Anyone else have any stories, advice or otherwise to share. Sympathy, Empathy? :meanie:
 
MJD503 said:
I have come across an extremely tough patient to treat for a variety of aspects. He is very sedated it seems, ocd/schizoaffective, has made very little progress in his year stay in the state hospital and basically we're running out of options. Clozaril is the next step because it seems like it could be warranted eventually but parents are scared due to past experience.

Anyone else have any stories, advice or otherwise to share. Sympathy, Empathy? :meanie:

I'll take a refractory ocd/shizoaffective over a borderline anyday. 😉
 
DrFocker said:
I'll take a refractory ocd/shizoaffective over a borderline anyday. 😉

I agree, borderline PD has to be one of the most difficult things to treat in medicine.
 
I just happen to have a patient similar to yours, but not schizoaffective - maybe this reference would help?.... Poyurosky et al. Obsessive-Compulsive Disorder in Schizophrenia - Clinical Characteristics and Treatment. CNS Drugs 2004:18(14) 989-1010.

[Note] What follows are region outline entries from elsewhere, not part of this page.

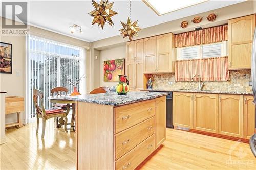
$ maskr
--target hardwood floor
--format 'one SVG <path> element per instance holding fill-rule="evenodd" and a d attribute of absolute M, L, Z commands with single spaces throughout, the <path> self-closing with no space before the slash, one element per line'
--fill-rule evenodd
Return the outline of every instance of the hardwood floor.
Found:
<path fill-rule="evenodd" d="M 41 125 L 41 124 L 40 124 Z M 75 169 L 75 133 L 47 122 L 45 139 L 36 124 L 6 131 L 0 146 L 1 169 Z M 137 169 L 255 169 L 248 144 L 167 129 L 164 145 Z"/>

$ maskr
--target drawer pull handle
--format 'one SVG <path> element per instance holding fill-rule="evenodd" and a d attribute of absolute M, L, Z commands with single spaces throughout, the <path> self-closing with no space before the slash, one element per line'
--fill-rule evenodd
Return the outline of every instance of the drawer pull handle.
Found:
<path fill-rule="evenodd" d="M 127 164 L 127 165 L 123 166 L 123 169 L 127 169 L 127 168 L 128 167 L 128 166 L 129 166 L 129 165 L 130 165 L 130 163 L 128 163 Z"/>
<path fill-rule="evenodd" d="M 124 144 L 126 144 L 130 141 L 130 139 L 127 139 L 126 141 L 123 141 L 123 145 L 124 145 Z"/>
<path fill-rule="evenodd" d="M 129 118 L 130 117 L 130 116 L 129 115 L 127 115 L 126 116 L 124 116 L 123 117 L 122 119 L 123 120 L 125 120 L 125 119 L 127 119 L 127 118 Z"/>

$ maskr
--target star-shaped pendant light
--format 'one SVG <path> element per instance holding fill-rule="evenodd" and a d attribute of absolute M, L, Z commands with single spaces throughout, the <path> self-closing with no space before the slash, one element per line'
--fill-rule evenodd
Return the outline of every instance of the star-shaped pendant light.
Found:
<path fill-rule="evenodd" d="M 98 4 L 93 0 L 92 1 L 92 4 L 95 10 L 88 13 L 94 17 L 92 25 L 98 23 L 98 26 L 100 25 L 102 29 L 106 22 L 112 26 L 114 23 L 111 17 L 118 14 L 117 12 L 111 10 L 114 2 L 109 3 L 108 0 L 105 1 L 101 0 L 100 4 Z"/>
<path fill-rule="evenodd" d="M 139 28 L 138 26 L 137 26 L 137 22 L 138 21 L 137 20 L 134 23 L 132 23 L 131 19 L 129 17 L 128 17 L 127 23 L 121 22 L 123 28 L 119 30 L 119 31 L 121 32 L 121 34 L 123 34 L 123 38 L 128 37 L 129 40 L 131 41 L 133 40 L 133 36 L 139 37 L 138 31 L 141 30 L 141 29 Z"/>
<path fill-rule="evenodd" d="M 127 23 L 121 22 L 123 28 L 119 30 L 121 31 L 121 34 L 123 34 L 123 38 L 128 37 L 129 40 L 131 41 L 133 40 L 134 36 L 139 37 L 138 32 L 141 29 L 139 28 L 139 26 L 137 25 L 137 22 L 138 20 L 132 23 L 131 20 L 131 0 L 130 0 L 130 17 L 128 17 Z"/>

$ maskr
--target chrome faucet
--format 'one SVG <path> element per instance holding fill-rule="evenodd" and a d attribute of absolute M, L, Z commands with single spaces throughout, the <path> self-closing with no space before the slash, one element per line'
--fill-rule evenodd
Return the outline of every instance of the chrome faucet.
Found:
<path fill-rule="evenodd" d="M 198 82 L 198 90 L 201 90 L 203 89 L 203 87 L 204 86 L 204 82 L 203 82 L 202 83 L 202 84 L 201 84 L 201 76 L 199 75 L 199 74 L 195 74 L 194 75 L 193 78 L 192 78 L 192 80 L 191 80 L 191 81 L 194 81 L 194 79 L 196 76 L 198 76 L 199 77 L 199 81 Z"/>

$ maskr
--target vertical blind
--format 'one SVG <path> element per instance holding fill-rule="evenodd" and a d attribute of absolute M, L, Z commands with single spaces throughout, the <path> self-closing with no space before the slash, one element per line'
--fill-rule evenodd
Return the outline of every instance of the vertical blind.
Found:
<path fill-rule="evenodd" d="M 58 86 L 65 87 L 69 92 L 73 87 L 67 78 L 78 79 L 84 73 L 84 50 L 42 37 L 28 35 L 29 80 L 28 107 L 30 118 L 35 117 L 33 103 L 33 90 L 36 89 L 44 94 L 44 105 L 47 109 L 52 106 L 47 98 L 51 90 Z"/>

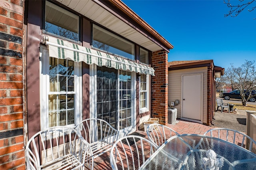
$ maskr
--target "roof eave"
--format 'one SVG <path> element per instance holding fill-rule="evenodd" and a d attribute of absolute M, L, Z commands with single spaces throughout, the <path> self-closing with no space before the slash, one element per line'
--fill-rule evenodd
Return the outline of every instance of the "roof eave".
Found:
<path fill-rule="evenodd" d="M 140 26 L 150 33 L 154 37 L 170 49 L 172 49 L 174 46 L 158 33 L 154 28 L 144 21 L 136 13 L 134 12 L 124 2 L 120 0 L 110 0 L 110 2 L 122 10 Z"/>

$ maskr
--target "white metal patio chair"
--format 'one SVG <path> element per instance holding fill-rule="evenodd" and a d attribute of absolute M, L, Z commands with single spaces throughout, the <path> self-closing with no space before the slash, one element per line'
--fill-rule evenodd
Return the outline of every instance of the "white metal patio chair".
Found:
<path fill-rule="evenodd" d="M 149 140 L 155 143 L 158 146 L 164 144 L 173 136 L 180 134 L 171 128 L 163 125 L 150 125 L 146 130 Z"/>
<path fill-rule="evenodd" d="M 89 143 L 92 153 L 92 169 L 94 159 L 110 150 L 119 135 L 119 131 L 99 119 L 85 119 L 76 126 L 76 129 Z"/>
<path fill-rule="evenodd" d="M 91 162 L 89 143 L 75 129 L 54 127 L 40 131 L 26 146 L 28 170 L 83 169 Z"/>
<path fill-rule="evenodd" d="M 141 136 L 128 135 L 121 138 L 110 150 L 112 169 L 138 169 L 157 148 L 155 144 Z"/>
<path fill-rule="evenodd" d="M 219 107 L 220 107 L 221 109 L 221 113 L 222 113 L 223 109 L 228 108 L 228 113 L 230 113 L 229 110 L 229 103 L 223 103 L 223 100 L 222 99 L 216 99 L 216 103 L 217 103 L 217 109 L 218 111 Z"/>
<path fill-rule="evenodd" d="M 252 151 L 253 147 L 256 149 L 256 141 L 249 136 L 235 130 L 214 128 L 207 131 L 204 134 L 233 143 L 250 151 Z"/>

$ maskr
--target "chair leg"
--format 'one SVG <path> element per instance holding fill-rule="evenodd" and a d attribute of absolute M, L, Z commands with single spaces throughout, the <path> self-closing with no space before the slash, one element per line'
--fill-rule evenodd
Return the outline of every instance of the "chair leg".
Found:
<path fill-rule="evenodd" d="M 217 106 L 217 110 L 216 110 L 216 111 L 218 111 L 218 109 L 219 109 L 219 106 Z"/>

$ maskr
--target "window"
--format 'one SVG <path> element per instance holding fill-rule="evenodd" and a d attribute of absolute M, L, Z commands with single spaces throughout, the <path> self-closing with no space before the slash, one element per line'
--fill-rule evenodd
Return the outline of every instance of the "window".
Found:
<path fill-rule="evenodd" d="M 148 111 L 148 75 L 146 74 L 140 75 L 140 112 Z"/>
<path fill-rule="evenodd" d="M 81 117 L 80 64 L 49 57 L 48 50 L 42 50 L 40 89 L 41 130 L 55 126 L 74 126 Z"/>
<path fill-rule="evenodd" d="M 79 41 L 79 17 L 46 1 L 44 33 Z"/>
<path fill-rule="evenodd" d="M 134 44 L 94 24 L 93 47 L 134 59 Z"/>
<path fill-rule="evenodd" d="M 140 47 L 140 62 L 148 65 L 148 51 Z"/>

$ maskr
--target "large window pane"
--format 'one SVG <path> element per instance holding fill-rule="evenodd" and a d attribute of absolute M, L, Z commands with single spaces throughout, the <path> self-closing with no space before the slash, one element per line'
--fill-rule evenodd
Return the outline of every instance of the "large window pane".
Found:
<path fill-rule="evenodd" d="M 78 16 L 46 1 L 46 32 L 78 42 L 79 24 Z"/>
<path fill-rule="evenodd" d="M 148 65 L 148 51 L 140 48 L 140 62 Z"/>
<path fill-rule="evenodd" d="M 48 96 L 49 127 L 74 123 L 74 63 L 70 61 L 50 57 L 50 92 L 55 94 Z"/>
<path fill-rule="evenodd" d="M 143 112 L 147 111 L 148 106 L 148 82 L 147 75 L 140 75 L 140 111 Z"/>
<path fill-rule="evenodd" d="M 117 70 L 105 67 L 97 67 L 97 117 L 117 128 Z"/>
<path fill-rule="evenodd" d="M 134 44 L 94 24 L 92 34 L 94 47 L 134 59 Z"/>

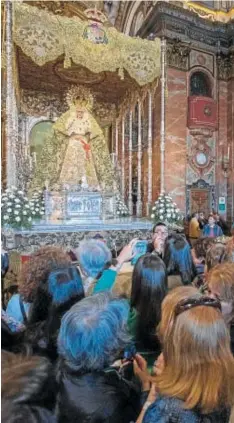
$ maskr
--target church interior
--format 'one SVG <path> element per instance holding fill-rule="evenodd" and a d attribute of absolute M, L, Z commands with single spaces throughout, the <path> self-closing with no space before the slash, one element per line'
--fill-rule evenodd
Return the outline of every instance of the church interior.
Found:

Borderlines are pretty bad. But, I recently had a 40-ish needle-sharing homeless IVDU with 20-30 year drug dependency problems (opiate, EtOH, crack, xanax). Significant brain damage. I didn't feel much hope for him and felt his chance of a any outcome beyond a quick death was minimal.
 
bosky said:
Borderlines are pretty bad. But, I recently had a 40-ish needle-sharing homeless IVDU with 20-30 year drug dependency problems (opiate, EtOH, crack, xanax). Significant brain damage. I didn't feel much hope for him and felt his chance of a any outcome beyond a quick death was minimal.

thats sad, but not difficult to deal with... maybe slightly emotionally, but not in terms of management, you already know the outcome... I actually had a drug dependance, multiple incarcerations, borderline pt.- that was fun..
 
Borderlines are not as hard as any of the schizophrenias to me. You might have trouble with borderlines because your thinking of treating them as 'doctor'. It helps me immensley to step down and put myself in the shoes of the person with Borderline PD. Why would I do what they are doing? What is this persons thinking like, in their terms, not in psych speak.

Schizophernia patients on the other hand do get better quicker and usually respond much,much,much better to medication than any BPD patient.. However, the real task is in finding ways to keep them out of the hospital and on there medications. In addition, you'll never understand what it is exactly what they are thinking or how it feels. Thus it's harder to treat the current issuse(s) or inflictment that brought on the thinking. I feel this is much more possible with borderline PD.